The downlinked satellite signal, quite weak after traveling the great distance (see inverse-square law), is collected by a parabolic receiving dish, which reflects the weak signal to the dish's focal point. Mounted on brackets at the dish's focal point is a device called a feedhorn. This feedhorn is essentially the flared front-end of a section of waveguide that gathers the signals at or near the focal point and 'conducts' them to a probe or pickup connected to a low-noise block downconverter or LNB. The LNB amplifies the relatively weak signals, filters the block of frequencies in which the satellite TV signals are transmitted, and converts the block of frequencies to a lower frequency range in the L-band range. The evolution of LNBs was one of necessity and invention.
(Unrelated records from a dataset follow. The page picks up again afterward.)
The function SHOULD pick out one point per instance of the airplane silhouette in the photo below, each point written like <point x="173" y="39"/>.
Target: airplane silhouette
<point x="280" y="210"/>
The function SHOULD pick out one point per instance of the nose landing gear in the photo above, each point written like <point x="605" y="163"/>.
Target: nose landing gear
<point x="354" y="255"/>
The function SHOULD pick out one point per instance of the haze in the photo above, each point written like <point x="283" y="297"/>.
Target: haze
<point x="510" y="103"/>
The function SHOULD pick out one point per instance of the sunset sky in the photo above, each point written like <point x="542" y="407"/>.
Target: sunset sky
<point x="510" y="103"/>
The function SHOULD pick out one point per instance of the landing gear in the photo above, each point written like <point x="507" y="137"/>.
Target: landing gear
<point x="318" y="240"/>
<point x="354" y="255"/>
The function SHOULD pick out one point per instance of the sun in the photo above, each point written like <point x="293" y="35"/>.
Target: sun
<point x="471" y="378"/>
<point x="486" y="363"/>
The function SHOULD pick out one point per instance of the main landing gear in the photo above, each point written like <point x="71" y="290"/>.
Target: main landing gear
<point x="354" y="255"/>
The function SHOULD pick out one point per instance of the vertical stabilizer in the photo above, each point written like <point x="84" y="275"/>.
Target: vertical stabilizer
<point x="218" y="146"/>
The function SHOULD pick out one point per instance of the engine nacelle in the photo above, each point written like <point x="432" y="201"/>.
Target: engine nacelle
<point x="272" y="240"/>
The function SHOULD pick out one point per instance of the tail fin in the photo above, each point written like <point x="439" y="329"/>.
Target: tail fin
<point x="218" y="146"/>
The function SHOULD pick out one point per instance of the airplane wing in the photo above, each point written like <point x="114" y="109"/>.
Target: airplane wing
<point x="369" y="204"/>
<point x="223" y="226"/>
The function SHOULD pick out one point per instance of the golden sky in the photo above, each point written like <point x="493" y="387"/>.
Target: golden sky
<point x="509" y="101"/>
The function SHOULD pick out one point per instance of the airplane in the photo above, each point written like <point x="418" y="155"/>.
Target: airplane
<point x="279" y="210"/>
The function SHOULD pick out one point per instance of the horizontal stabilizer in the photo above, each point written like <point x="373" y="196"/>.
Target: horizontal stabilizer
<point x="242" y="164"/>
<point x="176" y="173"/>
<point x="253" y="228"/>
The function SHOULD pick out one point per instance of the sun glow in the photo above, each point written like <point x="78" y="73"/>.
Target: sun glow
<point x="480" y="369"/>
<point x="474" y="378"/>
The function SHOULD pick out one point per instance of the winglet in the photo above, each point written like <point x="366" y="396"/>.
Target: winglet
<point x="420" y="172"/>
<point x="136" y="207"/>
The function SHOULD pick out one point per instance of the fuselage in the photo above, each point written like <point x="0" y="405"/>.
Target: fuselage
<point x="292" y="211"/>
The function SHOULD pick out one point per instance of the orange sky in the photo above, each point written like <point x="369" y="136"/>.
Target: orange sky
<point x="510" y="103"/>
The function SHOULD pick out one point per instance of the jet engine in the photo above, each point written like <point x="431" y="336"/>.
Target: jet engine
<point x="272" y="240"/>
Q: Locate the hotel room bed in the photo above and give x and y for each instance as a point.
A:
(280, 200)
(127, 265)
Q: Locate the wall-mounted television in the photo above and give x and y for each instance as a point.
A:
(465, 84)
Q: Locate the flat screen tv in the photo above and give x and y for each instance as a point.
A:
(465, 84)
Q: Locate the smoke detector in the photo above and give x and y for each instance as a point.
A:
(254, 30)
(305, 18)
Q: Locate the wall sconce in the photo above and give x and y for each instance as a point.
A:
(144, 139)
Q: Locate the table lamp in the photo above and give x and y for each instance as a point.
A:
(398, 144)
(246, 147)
The original C-Band satellite TV systems used a Low Noise Amplifier connected to the feedhorn at the focal point of the dish. The amplified signal was then fed via very expensive 50 Ohm impedance coaxial cable to an indoor receiver or in other designs fed to a downconverter (a mixer and a voltage tuned oscillator with some filter circuitry) for downconversion to an intermediate frequency. The channel selection was controlled, typically by a voltage tuned oscillator with the tuning voltage being fed via a separate cable to the headend. But this simple design evolved.
Designs for microstrip based converters for Amateur Radio frequencies were adapted for the 4 GHz C-Band. Central to these designs was concept of block downconversion of a range of frequencies to a lower, and technologically more easily handled block of frequencies (intermediate frequency).
The advantages of using an LNB are that cheaper cable could be used to connect the indoor receiver with the satellite TV dish and LNB, and that the technology for handling the signal at L-Band and UHF was far cheaper than that for handling the signal at C-Band frequencies. The shift to cheaper technology from the 50 Ohm impedance cable and N-Connectors of the early C-Band systems to the cheaper 75 Ohm technology and F-Connectors allowed the early satellite TV receivers to use, what were in reality, modified UHF TV tuners which selected the satellite television channel for down conversion to another lower intermediate frequency centered on 70 MHz where it was demodulated. This shift allowed the satellite television DTH industry to change from being a largely hobbyist one where receivers were built in low numbers and complete systems were expensive (costing thousands of Dollars) to a far more commercial one of mass production.
Direct broadcast satellite dishes are fitted with an LNBF, which integrates the feedhorn with the LNB.
The satellite receiver demodulates and converts the signals to the desired form (outputs for television, audio, data, etc.). Sometimes, the receiver includes the capability to unscramble or decrypt; the receiver is then called an Integrated receiver/decoder or IRD. The cable connecting the receiver to the LNBF or LNB must be of the low loss type RG-6, quad shield RG-6 or RG-11, etc. It cannot be standard RG-59.
(A new form of omnidirectional satellite antenna, which does not use a directed parabolic dish and can be used on a mobile platform such as a vehicle, was recently announced by the University of Waterloo.